Когда я показываю им мои собственные раны или отверстия, пробитые вражескими мечами и копьями в моих доспехах, солдаты плачут и вздымают руки к небу. Снова и снова то один, то другой малый прикладывает к своей ране мою ладонь. Мои соотечественники верят в могущество моего даймона, способного не только оберечь меня, но и исцелить любого из них. Каждая моя вещь считается самой драгоценной наградой, поэтому я раздариваю раненым всё, начиная с кинжала и пояса и кончая поножами. Принимая дары, солдаты наперебой умоляют меня в следующий раз не рисковать своей столь драгоценной для всех жизнью.

   — Ибо, — говорят они, — даже удачу, столь великую, как твоя, нельзя искушать вечно.

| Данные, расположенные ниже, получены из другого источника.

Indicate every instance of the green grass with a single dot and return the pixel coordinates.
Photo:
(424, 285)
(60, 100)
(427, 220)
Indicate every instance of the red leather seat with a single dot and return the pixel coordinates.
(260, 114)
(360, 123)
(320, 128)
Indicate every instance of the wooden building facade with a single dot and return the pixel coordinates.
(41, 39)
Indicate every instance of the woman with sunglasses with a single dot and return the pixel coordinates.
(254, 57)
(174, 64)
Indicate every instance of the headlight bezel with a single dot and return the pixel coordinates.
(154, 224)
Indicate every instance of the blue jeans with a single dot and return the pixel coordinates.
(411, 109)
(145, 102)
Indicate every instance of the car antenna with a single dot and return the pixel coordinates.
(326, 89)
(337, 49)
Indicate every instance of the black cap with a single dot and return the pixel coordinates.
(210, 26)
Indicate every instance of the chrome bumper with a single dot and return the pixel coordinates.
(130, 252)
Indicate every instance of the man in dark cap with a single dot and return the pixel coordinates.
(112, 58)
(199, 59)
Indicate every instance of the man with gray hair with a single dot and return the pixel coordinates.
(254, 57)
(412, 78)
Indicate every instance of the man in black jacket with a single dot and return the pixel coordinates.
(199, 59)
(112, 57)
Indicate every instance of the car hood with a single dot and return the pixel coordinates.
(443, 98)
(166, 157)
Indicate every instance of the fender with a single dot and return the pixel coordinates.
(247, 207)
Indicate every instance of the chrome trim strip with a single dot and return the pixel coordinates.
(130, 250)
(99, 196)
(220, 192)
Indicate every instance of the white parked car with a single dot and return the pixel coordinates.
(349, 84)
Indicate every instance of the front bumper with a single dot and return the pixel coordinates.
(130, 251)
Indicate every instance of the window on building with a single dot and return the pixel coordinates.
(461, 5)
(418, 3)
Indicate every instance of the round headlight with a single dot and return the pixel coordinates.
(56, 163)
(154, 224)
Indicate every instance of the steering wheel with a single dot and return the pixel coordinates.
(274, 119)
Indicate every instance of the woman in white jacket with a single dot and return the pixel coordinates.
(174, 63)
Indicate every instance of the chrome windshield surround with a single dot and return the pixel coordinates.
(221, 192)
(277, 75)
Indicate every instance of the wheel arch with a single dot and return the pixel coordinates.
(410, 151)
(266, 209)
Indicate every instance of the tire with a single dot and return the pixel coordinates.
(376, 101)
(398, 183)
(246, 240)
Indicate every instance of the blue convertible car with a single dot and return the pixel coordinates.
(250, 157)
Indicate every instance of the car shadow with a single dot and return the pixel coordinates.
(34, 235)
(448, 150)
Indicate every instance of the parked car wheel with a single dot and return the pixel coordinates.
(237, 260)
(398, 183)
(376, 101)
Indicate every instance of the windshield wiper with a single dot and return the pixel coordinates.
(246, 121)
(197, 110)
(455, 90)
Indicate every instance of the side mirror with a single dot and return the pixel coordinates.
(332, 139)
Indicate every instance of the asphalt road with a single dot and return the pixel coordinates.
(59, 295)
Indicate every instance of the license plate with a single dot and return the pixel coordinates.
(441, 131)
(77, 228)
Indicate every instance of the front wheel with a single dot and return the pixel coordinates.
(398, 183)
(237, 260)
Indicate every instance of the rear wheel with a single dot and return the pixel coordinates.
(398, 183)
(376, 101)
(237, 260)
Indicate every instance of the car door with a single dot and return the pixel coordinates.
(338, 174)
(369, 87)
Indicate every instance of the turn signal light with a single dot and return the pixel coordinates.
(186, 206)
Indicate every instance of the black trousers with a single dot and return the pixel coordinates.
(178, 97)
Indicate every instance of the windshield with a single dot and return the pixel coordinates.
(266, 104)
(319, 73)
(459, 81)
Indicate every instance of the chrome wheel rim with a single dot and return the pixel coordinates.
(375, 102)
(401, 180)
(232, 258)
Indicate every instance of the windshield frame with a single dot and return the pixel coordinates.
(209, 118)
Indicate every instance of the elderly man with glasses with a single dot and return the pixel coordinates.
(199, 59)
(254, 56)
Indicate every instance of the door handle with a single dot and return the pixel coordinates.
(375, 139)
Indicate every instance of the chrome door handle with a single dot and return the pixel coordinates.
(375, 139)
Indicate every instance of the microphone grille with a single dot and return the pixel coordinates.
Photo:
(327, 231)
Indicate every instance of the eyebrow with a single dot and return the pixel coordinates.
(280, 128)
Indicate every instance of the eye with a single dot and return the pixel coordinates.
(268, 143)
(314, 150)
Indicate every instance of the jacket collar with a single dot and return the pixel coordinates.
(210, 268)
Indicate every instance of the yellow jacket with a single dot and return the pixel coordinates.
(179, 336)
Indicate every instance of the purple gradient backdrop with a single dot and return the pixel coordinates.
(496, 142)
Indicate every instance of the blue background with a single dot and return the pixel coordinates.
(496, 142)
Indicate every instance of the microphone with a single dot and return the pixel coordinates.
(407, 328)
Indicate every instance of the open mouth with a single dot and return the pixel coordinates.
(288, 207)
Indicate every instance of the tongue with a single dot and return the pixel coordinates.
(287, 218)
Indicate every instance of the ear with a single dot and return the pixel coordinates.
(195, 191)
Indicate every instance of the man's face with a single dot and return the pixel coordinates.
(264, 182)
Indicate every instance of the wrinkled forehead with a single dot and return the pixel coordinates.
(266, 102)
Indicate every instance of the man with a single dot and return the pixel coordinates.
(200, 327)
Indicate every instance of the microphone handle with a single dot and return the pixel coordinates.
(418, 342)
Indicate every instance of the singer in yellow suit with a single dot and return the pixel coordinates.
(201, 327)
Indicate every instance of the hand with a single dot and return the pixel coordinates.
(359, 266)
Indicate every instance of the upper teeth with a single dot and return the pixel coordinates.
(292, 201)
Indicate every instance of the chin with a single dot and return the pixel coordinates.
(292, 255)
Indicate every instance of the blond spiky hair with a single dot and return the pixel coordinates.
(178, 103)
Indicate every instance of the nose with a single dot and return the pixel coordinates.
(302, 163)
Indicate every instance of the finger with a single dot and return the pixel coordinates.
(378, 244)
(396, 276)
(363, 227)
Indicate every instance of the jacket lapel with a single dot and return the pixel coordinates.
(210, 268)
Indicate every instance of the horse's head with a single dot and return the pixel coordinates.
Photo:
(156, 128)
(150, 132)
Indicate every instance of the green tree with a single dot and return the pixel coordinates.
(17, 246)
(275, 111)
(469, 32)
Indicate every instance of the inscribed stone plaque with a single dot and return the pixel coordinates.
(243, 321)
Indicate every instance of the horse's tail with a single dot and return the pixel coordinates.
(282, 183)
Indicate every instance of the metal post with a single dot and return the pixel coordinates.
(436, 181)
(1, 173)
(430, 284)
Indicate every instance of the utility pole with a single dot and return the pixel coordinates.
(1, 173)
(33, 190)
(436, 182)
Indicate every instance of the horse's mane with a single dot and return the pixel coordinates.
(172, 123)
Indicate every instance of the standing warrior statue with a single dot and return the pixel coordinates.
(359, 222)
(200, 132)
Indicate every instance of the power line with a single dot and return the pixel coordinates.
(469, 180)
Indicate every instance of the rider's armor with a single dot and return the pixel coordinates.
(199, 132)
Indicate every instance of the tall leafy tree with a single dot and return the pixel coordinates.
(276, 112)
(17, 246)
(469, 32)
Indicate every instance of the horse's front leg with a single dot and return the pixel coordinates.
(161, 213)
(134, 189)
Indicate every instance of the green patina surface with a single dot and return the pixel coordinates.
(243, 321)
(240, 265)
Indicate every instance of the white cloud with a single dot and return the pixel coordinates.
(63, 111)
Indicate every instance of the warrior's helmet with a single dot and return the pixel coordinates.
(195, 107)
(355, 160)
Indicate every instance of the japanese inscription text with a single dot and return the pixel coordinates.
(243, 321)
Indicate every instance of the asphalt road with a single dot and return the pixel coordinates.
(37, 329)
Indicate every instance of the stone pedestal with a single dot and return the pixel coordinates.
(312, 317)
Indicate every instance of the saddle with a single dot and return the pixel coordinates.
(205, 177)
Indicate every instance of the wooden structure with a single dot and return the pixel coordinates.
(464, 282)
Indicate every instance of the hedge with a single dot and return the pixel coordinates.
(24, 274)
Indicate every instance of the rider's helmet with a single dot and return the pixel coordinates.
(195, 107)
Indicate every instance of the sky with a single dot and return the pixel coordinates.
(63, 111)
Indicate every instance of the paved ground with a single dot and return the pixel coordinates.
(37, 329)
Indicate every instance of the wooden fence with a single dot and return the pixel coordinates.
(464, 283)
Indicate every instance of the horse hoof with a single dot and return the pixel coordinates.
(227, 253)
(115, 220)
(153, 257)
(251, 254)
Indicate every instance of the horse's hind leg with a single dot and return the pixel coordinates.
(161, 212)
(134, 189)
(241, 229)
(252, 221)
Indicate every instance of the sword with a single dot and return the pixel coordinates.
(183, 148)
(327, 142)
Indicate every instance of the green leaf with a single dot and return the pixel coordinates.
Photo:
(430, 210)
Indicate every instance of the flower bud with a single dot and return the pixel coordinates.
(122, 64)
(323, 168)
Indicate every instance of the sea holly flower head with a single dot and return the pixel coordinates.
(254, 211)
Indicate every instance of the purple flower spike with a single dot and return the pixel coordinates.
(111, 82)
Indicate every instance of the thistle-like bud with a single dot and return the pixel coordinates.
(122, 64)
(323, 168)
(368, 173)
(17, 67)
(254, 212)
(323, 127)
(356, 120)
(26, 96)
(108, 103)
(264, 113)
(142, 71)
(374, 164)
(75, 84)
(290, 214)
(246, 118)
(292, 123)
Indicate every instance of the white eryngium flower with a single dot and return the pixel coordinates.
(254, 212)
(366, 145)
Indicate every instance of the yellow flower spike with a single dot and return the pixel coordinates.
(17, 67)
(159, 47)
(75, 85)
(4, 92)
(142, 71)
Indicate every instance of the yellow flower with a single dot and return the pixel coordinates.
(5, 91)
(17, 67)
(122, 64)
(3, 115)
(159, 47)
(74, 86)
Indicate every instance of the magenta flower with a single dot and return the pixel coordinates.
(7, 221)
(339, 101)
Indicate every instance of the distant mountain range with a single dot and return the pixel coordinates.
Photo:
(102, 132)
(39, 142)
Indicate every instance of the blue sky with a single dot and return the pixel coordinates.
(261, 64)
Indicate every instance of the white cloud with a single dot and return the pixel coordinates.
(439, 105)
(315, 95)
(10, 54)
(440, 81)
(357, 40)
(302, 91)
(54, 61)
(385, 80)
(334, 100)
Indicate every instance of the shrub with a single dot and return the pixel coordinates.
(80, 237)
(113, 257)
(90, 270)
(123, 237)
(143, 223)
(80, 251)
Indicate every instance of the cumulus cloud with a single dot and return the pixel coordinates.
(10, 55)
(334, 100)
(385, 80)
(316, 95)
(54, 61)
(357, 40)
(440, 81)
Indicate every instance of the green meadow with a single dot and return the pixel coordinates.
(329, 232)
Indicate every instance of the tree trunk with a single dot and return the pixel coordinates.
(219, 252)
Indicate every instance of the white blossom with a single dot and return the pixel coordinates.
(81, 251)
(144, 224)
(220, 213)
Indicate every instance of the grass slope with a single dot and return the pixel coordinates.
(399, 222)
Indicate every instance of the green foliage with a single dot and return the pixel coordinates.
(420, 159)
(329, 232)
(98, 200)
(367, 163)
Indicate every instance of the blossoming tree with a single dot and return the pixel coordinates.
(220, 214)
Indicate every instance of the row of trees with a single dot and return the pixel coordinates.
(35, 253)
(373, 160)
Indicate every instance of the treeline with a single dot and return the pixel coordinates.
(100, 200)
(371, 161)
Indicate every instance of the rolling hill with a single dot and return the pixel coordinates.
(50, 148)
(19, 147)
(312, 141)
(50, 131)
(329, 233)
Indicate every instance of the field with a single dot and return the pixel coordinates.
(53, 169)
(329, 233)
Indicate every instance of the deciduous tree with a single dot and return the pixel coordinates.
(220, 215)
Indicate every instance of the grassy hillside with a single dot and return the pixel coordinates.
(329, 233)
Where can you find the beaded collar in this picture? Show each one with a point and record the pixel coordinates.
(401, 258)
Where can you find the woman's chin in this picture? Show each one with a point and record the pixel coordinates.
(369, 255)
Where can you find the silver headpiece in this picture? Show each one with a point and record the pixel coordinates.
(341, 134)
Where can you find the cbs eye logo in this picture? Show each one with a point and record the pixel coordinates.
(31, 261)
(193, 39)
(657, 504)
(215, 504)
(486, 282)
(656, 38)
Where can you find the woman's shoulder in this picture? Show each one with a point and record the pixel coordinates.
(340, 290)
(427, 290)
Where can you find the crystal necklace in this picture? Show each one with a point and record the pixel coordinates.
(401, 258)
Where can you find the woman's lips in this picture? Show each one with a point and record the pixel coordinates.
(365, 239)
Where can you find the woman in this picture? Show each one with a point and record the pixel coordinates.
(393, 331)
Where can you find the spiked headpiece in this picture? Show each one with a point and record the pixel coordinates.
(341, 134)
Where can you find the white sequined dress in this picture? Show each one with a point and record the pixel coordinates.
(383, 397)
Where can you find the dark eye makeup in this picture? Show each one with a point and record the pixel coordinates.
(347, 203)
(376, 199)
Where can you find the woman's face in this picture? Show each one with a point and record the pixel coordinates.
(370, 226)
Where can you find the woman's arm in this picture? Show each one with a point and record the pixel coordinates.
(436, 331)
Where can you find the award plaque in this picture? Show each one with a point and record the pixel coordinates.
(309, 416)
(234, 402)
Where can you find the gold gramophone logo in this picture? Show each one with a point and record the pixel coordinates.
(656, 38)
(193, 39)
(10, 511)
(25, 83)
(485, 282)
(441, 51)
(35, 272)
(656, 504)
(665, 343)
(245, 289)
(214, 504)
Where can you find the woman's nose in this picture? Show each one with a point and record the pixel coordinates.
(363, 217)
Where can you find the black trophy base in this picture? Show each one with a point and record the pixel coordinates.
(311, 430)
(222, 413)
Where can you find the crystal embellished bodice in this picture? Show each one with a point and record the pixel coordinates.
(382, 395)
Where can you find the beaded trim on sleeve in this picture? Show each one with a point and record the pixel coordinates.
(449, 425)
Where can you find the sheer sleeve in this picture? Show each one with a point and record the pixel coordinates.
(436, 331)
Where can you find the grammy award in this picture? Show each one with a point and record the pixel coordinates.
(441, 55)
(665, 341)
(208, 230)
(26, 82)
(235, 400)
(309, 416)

Наполнить наши желудки вином и хлебом удаётся только к полуночи, но в сон никого не клонит. В свете факелов я собираю своё войско у излучины реки и обращаюсь к нему со следующими словами:

   — Братья, углубившись во вражескую землю всего лишь на сто пятьдесят стадиев от моря, мы благодаря сегодняшнему событию вырвали из рук Дария десять тысяч стадиев его царства. Теперь все земли, прилегающие к Эгейскому морю, отпадут от Персии и предадутся нам. Ничто более не стоит между нами и Сирией, нами и Финикией, нами и Египтом. Мы станем освободителями всех прибрежных эллинских городов. Нам достанутся богатства, о которых можно было только мечтать, а слава, какой покрыло себя наше оружие, превосходит всё, чего достигал когда-либо любой из народов Запада. Этого добились вы, о братья, и я поздравляю вас с выдающимся успехом. Ибо, помимо того, что уже достигнуто, мы приблизили тот день, когда Дарий Персидский вынужден будет выступить против нас лично и встретиться с нами на поле боя. И вот, когда это случится, мы с вами совершим такой подвиг, в сравнении с которым наше сегодняшнее свершение покажется просто детской забавой. Вы одарили честью меня, своего царя, и воздали честь памяти моего отца. Пусть никто не забудет заслуг Филиппа, который выковал этот инструмент, нашу славную армию, и который, безусловно, отдал бы всё, что у него есть, чтобы стоять здесь с нами в этот час. Слава Филиппу! — восклицаю я.